Wednesday, July 30, 2008

The Grift of the Magi?

The (unfortunate) headline reads like a convoluted novel:
The good news, such as it is, is that this is not a hit piece on organized religion. Rather, it's a report on the (alleged) shenanigans of some local health care providers. It's an insight, as well, on how "the system" works:
"The suit seeks damages from Christ Hospital, the Health Alliance of Greater Cincinnati, Ohio Heart and Vascular Center and the now defunct Medical Diagnostic Associates for an alleged kickback scheme in which Ohio Heart and Christ Hospital traded referrals for patients whose services were billed to Medicare and other federal programs."
What's interesting (frightening?) about this is that there's no indication of actual monetary damage. No allegation that Medicare was billed for fictitious services, or that patients were treated for non-existent maladies. It seems that the appearance of impropriety is enough to warrant legal action.
In some ways, this is not unexpected.
About a year ago, we reported that Christ Hospital had actually parted ways with the Cincinnati-based Health Alliance.
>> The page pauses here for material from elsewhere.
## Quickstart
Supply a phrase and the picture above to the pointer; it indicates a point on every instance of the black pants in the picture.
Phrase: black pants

The news account mentions that the (alleged) violations occurred over a seven year period, ending in 2004; this would certainly jive with the date of the "break up." During that time, the feds say, physicians were "rewarded" for throwing business to the alliance and its hospitals.
We've talked before about the inherent conflict of interest when physicians have ownership in various other medical-related industries. Doctors are human, after all, and subject to the same temptations as the rest of us mortals. It appears that the Health Alliance took advantage of this fact (and I didn't see anything in the story indicating that they had to force the doc's to participate), and ended up profiting from it (as did the doc's, apparently). The good news is that at least one physician, a Dr Harry Fry [ed: how ironic is it that a cardiologist is named Fry?], warned the Alliance that the practice was illegal, but was apparently ignored.
I suspect that, ultimately, the real issue will turn out to be "who was harmed?" There's a lot of finger-pointing going on right now; we'll let you know how it ends up.